Cuando llegaron todas ellas con esas maletas de ruedas con las que se iban al campo, mi amigo Antonio, que al ser padre de un niño lo vive de forma distinta, les dijo con toda la gracia: pero ¿a dónde vais? ¿a Camp Rock? Que ajeno estaba el hombre de que en alguna de aquellas maletas iba la plancha del pelo, esa con la que he oído tienen las niñas la intención de "desenrizar" las puntas a alguno de los compañeros. Calvo no creo que vuelvan, pero que vengan con las orejas…de eso tengo mis dudas.
La despedida fue emotiva.
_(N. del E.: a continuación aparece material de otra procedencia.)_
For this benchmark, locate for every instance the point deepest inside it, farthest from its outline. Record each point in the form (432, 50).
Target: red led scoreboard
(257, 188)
Un montón de madres en la puerta del autobús, dando instrucciones que nunca cumplirán y haciendo gestos de llámame desde detrás del cristal como si esta vez, a diferencia de otras, fueran a hacernos caso de algo de lo que les decimos.
Aunque tengo que decir en su defensa que en eso esta vez mi hija ha sido una campeona. Mientras que los demás por aquello de la falta de cobertura del monte, no han dado señales de vida, la mía me llamó tres veces sólo en el día de ayer. La primera a las once y media, apenas recién llegada para decirme con risas: mamá, he vomitado en el autobús. Yo, claro, con voz muy melosa, afectada por la distancia, me sorprendí contestando: ay, hija, vaya por Dios, cuando en el fondo del pensamiento y en la punta de la lengua quería decirle en un grito: te lo dije, tómate la biodramina…pero no…ella no.
La segunda llamada llegó a las tres y media de la tarde. Había un jaleo de fondo que apenas sé que me dijo, ahora, eso sí, me dejó claro que a la hora que era y todavía no habían comido, y el estómago de madre se me contrajo, oye, vamos que creo que me sentó mal la lechuga y los cuatros panecitos integrales que la dieta me había permitido engullir un poquito antes.
Por la noche no me dio tiempo a cogerlo y ya estaba sin cobertura. Supongo que no le pasaría nada importante que si no, sin duda, conociéndola, hubiera vuelto a llamarme para que no me durmiera.
Mañana la tengo aquí. Espero que venga cambiada, qué ilusa que soy ¿verdad? Me conformo con que venga cansada y al menos hasta el fin de semana no volvamos a la guerra, a ver si me da una tregua que esta preadolescencia suya me tiene ya de cabeza.
En fin, dejando aparte el sainete con el que os cuento las cosas, os tengo que confesar que sí que es verdad que la echo de menos, que tendríais que verme correr cuando oigo que suena el móvil y que aunque tenga, como tiene, su guasa, no la cambiaría nunca ni por nadie ni por nada.
Ay! Qué sería de mi sin ella y que feliz sería ella sin mí. Ja, ja, ja.